The Young Men’s Hindu Association (YMHA) gave 126 villagers fleeing Kumarapuram soon after the attack, food and refuge at the Navarathnam Hall in Trincomalee. Members of the YMHA came under heavy surveillance and intimidation by the military to make the villagers return to their homes. Regardless, the YMHA sheltered the villagers until they felt safe to return to their village. Other local civil society (CS) groups too, at much security risk to themselves, supported the villagers in their long struggle, including providing transport and related expenses for court hearings, and sustain the advocacy campaign over the decades. Further, local CS groups, also helped locate families in response to the court summons and coordinate their logistics and expenses related to the courts hearings etc., The Centre for Human Rights Development (CHRD) has provided legal assistance to the villagers over the years.

Twenty year-long struggle: Court Case details and update

The Kumarapuram Massacre court case which has been dragged on for 20 years now, has been riddled with challenges right throughout, starting from the three-day long identification parade of over 500 soldiers, to the Accused being out on bail within the first few hearings, the alleged destruction of material evidence in a fire[3], an all Sinhala jury being appointed and the case being shifted to the Sinhala majority town of Anuradhapura.
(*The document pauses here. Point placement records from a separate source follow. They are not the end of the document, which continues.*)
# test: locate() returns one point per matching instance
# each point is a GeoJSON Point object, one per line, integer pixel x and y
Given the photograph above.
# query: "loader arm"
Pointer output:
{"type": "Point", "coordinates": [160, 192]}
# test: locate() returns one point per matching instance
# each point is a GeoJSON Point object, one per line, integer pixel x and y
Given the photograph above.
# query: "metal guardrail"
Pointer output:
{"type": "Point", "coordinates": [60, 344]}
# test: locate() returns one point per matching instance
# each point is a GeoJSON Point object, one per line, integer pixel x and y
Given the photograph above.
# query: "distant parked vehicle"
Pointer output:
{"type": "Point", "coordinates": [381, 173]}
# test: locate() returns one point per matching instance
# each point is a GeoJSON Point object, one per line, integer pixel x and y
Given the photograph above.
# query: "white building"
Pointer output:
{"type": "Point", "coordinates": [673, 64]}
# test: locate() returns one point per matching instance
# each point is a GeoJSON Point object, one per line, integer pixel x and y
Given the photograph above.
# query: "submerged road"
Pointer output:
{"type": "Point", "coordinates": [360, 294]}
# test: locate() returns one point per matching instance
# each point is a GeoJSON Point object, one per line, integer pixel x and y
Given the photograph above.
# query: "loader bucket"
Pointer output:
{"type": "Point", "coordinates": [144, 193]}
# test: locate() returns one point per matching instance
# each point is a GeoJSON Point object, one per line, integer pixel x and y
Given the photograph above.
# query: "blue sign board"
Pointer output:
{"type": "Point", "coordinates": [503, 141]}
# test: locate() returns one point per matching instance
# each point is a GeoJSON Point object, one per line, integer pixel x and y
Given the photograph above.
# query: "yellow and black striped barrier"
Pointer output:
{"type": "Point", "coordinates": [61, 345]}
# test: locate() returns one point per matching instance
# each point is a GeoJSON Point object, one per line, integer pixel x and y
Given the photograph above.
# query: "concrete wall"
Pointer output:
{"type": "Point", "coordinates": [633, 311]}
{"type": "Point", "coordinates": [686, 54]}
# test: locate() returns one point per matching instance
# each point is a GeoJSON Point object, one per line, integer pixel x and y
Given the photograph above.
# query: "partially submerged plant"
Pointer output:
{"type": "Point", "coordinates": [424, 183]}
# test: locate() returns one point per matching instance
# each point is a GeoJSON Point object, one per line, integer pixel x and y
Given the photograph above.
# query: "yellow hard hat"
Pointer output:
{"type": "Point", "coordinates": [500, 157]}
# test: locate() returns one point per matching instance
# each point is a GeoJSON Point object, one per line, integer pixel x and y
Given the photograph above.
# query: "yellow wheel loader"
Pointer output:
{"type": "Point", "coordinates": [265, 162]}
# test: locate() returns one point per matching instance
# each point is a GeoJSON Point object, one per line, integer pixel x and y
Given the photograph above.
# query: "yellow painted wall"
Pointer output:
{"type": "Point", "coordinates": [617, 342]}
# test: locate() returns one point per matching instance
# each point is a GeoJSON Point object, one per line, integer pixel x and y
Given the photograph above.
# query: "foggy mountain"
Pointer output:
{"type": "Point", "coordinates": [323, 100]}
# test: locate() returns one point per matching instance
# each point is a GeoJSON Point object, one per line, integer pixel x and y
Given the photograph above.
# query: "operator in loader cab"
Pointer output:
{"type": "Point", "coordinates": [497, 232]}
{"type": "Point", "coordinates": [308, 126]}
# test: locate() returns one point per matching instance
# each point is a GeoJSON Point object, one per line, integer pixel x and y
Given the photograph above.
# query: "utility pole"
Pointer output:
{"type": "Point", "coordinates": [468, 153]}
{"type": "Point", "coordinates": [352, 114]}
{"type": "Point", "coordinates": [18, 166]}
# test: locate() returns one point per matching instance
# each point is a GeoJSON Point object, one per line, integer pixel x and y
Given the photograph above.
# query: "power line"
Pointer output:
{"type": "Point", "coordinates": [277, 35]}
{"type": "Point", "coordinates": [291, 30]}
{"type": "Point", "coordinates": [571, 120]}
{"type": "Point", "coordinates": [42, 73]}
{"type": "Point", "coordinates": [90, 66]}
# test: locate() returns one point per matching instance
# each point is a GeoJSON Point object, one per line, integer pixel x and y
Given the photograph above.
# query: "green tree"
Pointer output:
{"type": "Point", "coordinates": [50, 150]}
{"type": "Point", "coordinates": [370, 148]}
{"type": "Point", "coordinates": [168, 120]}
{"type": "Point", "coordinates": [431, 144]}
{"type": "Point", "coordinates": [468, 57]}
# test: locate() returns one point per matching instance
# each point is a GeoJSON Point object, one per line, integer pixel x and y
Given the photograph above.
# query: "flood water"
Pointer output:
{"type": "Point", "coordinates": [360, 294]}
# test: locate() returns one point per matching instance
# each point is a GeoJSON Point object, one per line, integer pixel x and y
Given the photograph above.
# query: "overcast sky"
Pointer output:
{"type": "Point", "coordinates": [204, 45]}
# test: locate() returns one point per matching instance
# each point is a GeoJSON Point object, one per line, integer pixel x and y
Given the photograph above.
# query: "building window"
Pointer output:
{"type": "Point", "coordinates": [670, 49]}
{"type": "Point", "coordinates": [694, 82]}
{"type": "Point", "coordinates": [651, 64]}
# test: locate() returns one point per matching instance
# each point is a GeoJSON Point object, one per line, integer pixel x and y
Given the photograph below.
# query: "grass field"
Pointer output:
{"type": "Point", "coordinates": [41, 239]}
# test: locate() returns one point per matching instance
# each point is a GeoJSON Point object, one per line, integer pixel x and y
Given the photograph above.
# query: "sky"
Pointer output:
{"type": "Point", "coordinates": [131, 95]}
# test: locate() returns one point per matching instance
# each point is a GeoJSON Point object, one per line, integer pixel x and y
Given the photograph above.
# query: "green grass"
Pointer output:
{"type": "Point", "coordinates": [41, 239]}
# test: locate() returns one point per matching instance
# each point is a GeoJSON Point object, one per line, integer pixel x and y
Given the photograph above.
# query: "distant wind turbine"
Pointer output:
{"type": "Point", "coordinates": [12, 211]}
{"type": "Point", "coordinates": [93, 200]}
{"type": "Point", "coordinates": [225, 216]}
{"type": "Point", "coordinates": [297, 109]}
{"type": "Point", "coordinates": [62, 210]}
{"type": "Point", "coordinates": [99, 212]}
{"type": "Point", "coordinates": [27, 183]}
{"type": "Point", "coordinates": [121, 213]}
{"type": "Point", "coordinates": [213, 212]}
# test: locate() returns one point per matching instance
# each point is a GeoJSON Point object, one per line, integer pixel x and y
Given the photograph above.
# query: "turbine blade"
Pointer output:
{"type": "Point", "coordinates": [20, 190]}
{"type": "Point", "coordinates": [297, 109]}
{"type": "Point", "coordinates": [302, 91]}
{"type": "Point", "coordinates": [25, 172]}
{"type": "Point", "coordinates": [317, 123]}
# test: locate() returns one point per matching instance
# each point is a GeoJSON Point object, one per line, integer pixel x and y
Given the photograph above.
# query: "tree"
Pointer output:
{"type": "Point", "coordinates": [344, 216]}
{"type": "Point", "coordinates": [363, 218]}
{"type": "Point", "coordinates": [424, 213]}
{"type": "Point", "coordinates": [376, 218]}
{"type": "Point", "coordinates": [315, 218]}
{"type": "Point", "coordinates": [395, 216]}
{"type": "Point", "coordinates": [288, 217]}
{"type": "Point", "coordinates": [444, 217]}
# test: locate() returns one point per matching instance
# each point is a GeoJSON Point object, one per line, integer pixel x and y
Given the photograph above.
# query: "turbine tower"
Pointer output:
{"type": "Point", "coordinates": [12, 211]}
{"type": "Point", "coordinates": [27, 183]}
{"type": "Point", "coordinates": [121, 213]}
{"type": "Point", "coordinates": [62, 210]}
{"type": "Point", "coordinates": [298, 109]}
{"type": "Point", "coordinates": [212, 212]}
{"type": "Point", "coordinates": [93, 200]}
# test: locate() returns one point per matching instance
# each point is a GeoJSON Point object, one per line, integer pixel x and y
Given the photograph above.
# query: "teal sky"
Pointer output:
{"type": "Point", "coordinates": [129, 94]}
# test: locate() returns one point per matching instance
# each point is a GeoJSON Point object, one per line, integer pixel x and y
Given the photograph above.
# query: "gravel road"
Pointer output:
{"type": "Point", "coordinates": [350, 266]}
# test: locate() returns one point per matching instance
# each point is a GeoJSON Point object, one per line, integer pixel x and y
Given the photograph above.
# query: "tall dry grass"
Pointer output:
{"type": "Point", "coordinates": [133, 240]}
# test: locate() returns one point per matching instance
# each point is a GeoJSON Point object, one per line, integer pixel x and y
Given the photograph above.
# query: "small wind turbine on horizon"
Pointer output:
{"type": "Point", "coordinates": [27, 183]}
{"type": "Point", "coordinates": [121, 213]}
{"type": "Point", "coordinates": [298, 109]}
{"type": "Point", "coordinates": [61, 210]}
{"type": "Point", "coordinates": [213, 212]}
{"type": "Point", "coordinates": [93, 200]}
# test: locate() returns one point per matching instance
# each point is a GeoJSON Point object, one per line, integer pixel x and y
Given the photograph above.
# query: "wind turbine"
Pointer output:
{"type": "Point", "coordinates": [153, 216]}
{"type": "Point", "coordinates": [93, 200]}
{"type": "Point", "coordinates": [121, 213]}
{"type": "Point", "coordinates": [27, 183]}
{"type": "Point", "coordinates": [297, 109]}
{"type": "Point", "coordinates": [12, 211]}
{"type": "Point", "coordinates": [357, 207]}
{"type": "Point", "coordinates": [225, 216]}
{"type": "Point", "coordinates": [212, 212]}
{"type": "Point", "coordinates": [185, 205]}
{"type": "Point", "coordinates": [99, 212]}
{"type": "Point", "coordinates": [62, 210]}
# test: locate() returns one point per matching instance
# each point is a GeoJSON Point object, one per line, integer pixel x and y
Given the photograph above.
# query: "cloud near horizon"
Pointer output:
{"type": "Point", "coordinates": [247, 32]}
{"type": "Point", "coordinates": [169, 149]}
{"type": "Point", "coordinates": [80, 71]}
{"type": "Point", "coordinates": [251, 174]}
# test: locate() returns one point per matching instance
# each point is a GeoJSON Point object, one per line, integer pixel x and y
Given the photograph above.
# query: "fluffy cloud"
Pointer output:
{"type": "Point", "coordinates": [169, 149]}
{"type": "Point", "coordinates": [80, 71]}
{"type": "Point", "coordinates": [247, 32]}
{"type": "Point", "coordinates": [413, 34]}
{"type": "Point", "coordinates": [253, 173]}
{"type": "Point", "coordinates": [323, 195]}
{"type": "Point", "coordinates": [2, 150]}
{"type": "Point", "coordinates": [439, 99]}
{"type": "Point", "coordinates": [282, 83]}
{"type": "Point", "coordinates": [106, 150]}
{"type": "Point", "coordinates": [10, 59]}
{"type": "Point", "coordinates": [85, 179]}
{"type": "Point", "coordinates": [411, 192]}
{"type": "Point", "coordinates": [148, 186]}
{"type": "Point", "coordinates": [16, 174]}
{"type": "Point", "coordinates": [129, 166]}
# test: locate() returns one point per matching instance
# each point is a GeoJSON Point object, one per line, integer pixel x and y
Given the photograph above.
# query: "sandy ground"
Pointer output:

The road between the 58th mile post and Serunuwara was cordoned off by the military from 5pm till later the following day, with nobody being permitted to enter or leave the village. “We heard shooting from 5pm till about 3am the next day,” many of the villagers said.

On the following day (12) morning, the Muttur police had come and seen all the dead bodies and injured. Soon after, at about 8am, the military arrived at the scene, and took all the injured in a bus to the Serunuwara Hospital and from there to the Trincomalee Hospital. The military also loaded all the dead bodies into a tractor and armoured vehicle, and transported them to the Muttur Hospital. The families of those killed, also followed by a bus provided by the army, to the Muttur Hospital.

The villagers had been familiar with many of the soldiers from the nearby camps and check points, as they would have to go help clean out the camps and chop firewood for the military, weekly. “We would see and hear them call out to each other by name, so we also learnt some of their names,” they said. Soldiers would also ask for corn and manioc from the villagers when passing by. “We would give them whatever they wanted as we were scared of them,” said the villagers.

Three days after the attack, villagers were asked to come to the Muttur Court to identify the perpetrators. About 500 army personnel wearing caps, were paraded before the villagers, over the course of 3 days, with the perpetrators dispersed individually across the large group. The villagers had asked for their caps to be removed when on parade. Thereafter, the villagers were able to identify 8 soldiers from the 58th and Dehiwatta camps and the Killiveddy check point. “I walked up to one soldier, grabbed his arm and identified him as having killed my mother. The judge ordered that I be remanded till the end of the hearing because I grabbed the soldier by the hand. They killed our family and friends, is there no punishment for that?” questioned Piraparani angrily.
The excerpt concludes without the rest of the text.